Mon, Nov. 21, 2005
By GRIFF WITTE
The Washington Post
WASHINGTON -- The federal government has spent or obligated through contracts more than $18 billion in Hurricane Katrina relief, meaning that in just over two months, storm recovery costs have already drawn even with the record spending package the United States has been using to fund Iraq reconstruction for the past two years.
But local, state and federal officials say that number pales in comparison with the ultimate price tag for rebuilding the Gulf Coast. Until now, major expenses have come in the form of debris removal, temporary housing and direct assistance to those victimized by the storm. The real big-ticket items, they say, will not come until months and years down the line as the government attempts to re-create a public infrastructure network -- including roads, bridges, hospitals, schools, sewers, power lines, ports and levees -- that was decimated when Katrina swept in at the end of August.
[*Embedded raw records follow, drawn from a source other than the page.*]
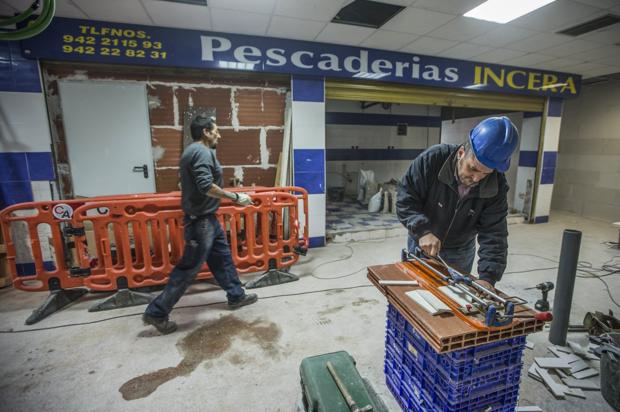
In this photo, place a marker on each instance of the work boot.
(164, 326)
(247, 299)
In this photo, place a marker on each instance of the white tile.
(184, 16)
(598, 52)
(463, 28)
(308, 125)
(464, 51)
(343, 34)
(321, 10)
(529, 60)
(530, 134)
(232, 21)
(428, 45)
(255, 6)
(570, 48)
(121, 11)
(603, 4)
(539, 42)
(388, 40)
(417, 21)
(557, 15)
(316, 215)
(68, 9)
(502, 35)
(600, 72)
(292, 28)
(552, 134)
(456, 7)
(41, 191)
(543, 200)
(608, 35)
(559, 64)
(24, 126)
(498, 55)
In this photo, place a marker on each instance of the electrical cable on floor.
(128, 315)
(608, 268)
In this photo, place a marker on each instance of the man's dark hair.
(200, 123)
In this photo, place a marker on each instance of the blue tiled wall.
(17, 170)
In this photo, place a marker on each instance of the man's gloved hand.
(430, 244)
(243, 199)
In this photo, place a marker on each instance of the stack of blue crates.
(484, 377)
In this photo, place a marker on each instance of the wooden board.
(445, 332)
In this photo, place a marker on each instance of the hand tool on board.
(497, 310)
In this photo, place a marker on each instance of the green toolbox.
(331, 383)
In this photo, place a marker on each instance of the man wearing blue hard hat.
(452, 194)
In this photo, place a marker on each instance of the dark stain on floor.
(209, 341)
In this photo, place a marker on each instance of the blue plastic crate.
(494, 379)
(494, 400)
(457, 372)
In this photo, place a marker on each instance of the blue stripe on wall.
(22, 166)
(528, 158)
(309, 166)
(555, 107)
(375, 119)
(308, 89)
(317, 241)
(527, 115)
(17, 74)
(372, 154)
(541, 219)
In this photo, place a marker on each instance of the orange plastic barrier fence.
(133, 241)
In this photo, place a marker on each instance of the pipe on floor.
(564, 286)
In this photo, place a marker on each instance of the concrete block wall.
(250, 114)
(366, 139)
(26, 167)
(588, 168)
(308, 144)
(552, 121)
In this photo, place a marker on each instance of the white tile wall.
(308, 125)
(41, 191)
(316, 211)
(24, 126)
(543, 200)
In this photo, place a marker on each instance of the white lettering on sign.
(62, 211)
(358, 65)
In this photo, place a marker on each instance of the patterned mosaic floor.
(350, 216)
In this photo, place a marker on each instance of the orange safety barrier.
(138, 238)
(40, 225)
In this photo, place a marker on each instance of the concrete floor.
(249, 359)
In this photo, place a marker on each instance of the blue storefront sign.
(116, 43)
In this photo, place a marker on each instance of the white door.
(108, 138)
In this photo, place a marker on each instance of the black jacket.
(428, 201)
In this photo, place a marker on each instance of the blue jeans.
(204, 241)
(461, 259)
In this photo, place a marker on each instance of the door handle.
(144, 169)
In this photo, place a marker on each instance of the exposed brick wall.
(250, 112)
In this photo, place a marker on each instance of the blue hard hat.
(493, 141)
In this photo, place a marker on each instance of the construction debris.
(573, 365)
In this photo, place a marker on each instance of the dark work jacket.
(428, 201)
(199, 170)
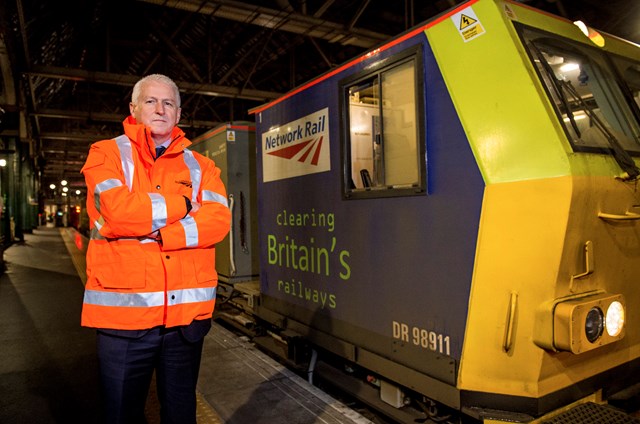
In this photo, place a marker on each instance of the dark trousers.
(127, 362)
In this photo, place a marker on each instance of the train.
(447, 226)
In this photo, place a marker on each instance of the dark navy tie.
(159, 151)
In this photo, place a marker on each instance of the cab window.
(382, 127)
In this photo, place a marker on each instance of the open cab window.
(591, 98)
(383, 127)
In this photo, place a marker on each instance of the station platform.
(48, 363)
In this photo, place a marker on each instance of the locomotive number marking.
(421, 337)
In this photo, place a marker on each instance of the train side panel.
(386, 275)
(495, 282)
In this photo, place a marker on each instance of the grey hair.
(137, 89)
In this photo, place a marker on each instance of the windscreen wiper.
(622, 157)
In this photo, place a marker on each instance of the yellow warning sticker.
(465, 21)
(468, 24)
(510, 13)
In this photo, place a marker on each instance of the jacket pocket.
(119, 267)
(202, 266)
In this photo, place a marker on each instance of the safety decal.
(510, 13)
(468, 24)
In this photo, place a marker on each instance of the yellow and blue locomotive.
(455, 214)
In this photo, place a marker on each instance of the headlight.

"I hate to use the term 'drop in the bucket,' but that's pretty much what it's been," said Arthur Jones, who heads Louisiana's disaster recovery division. "This is going to be expensive. My mental calculator doesn't go that high."
No one else has come up with a definitive estimate, either. Guesses tend to range well above $100 billion but vary wildly from there.
Rebuilding the levees in New Orleans to the level that state and local leaders want is expected to cost $20 billion or more. Many roads, including a bridge that forms part of Interstate 10, have to be rebuilt entirely. Labyrinths of underground cables, wires and pipes that spent weeks corroding in the dank floodwaters have to be replaced. And thousands of buildings have to be leveled to make way for fresh construction.
There is widespread agreement on who will end up receiving that money: the companies that make their living doing architecture, engineering and construction work for the government. Less clear is who will pay.
It is yet to be determined, for instance, just how much of a role the federal government will play in picking up the tab. "It depends on a threshold question: What are you going to rebuild? What is the federal responsibility for rebuilding a city, a metropolitan area or a region? This is where it gets really confused," said Bruce Katz, director of the metropolitan policy program at the Brookings Institution. "Federalism is a messy business."
In the immediate aftermath of the storm, Congress rushed to approve more than $60 billion in aid. President Bush offered assurances in a nationally televised address from New Orleans that the federal government would bear much of the financial burden.
Yet since then, fiscal conservatives in the Congress have begun to question whether the United States can afford to take on such an enormous expense at a time of mounting deficits. They knocked down legislation pushed by members of Louisiana's congressional delegation that would have authorized $250 billion in additional storm-related funding.
With the nation's attention shifting away from Katrina, the Bush administration has given indications it is listening to conservatives' concerns. When the White House late last month wanted $17 billion primarily to rebuild federal facilities and highways in the Gulf Coast, it requested that Congress take that money out of the existing reconstruction budget.
Meanwhile, state and local officials say they are growing increasingly concerned that the federal government will not put in the kind of money needed to rebuild the region. "We've always been a poor state, so this is something that can't be done without federal help," said Mark Drennen, president and chief executive of Greater New Orleans Inc. "For local businesses to survive, there's got to be a basic infrastructure in place. And that infrastructure is gone."